Ultimately, the purpose of this network is to empower the IG representatives of each vanguard and pioneer to achieve the aims of the NHS Five Year Forward View. But while the primary aim is to support these people, if you are working on a similar initiative, such as a primary care home or test bed, or if you are otherwise keen to help, we would really welcome your input. Please contact england.ignetwork@nhs.net for details about how you can get involved.

Geraint Lewis

Geraint Lewis is the Chief Data Officer at NHS England and an Honorary Clinical Senior Lecturer at University College London. He trained in medicine at the University of Cambridge and holds a Masters degree in Public Health from the London School of Hygiene and Tropical Medicine. Geraint began his career in acute and emergency medicine, working at hospitals in the UK and Australia over an 11-year period.

After completing his higher specialist training in public health medicine, he was appointed Senior Fellow of the Nuffield Trust (an independent health policy think-tank), then as Senior Director for Clinical Outcomes and Analytics at Walgreens in Chicago, before returning to the UK to take up his current post.

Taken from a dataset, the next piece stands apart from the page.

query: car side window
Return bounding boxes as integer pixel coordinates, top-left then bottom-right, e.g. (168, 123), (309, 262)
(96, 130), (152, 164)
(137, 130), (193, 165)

A fellow of both the Royal College of Physicians of London and the UK Faculty of Public Health, Geraint is the lead author of the postgraduate textbook Mastering Public Health and has published over 40 peer-reviewed articles in journals in including Health Affairs, JAMA, Milbank Quarterly and the BMJ. Geraint was a 2007 Harkness Fellow in New York, during which time he received the National Directors’ Award at the U.S. Department of Veterans’ Affairs. In 2008 he was the “overall winner” of the Guardian Newspaper’s public service awards. In 2011, he was awarded the Bradshaw Lectureship of the Royal College of Physicians of London. Previous recipients include Sir Liam Donaldson, Dame Sheila Sherlock, and Sir Magdi Yacoub. More recently, he has served as an external adviser to the World Bank, and he leads the Care Model Design work-stream of NHS England’s New Care Models Programme.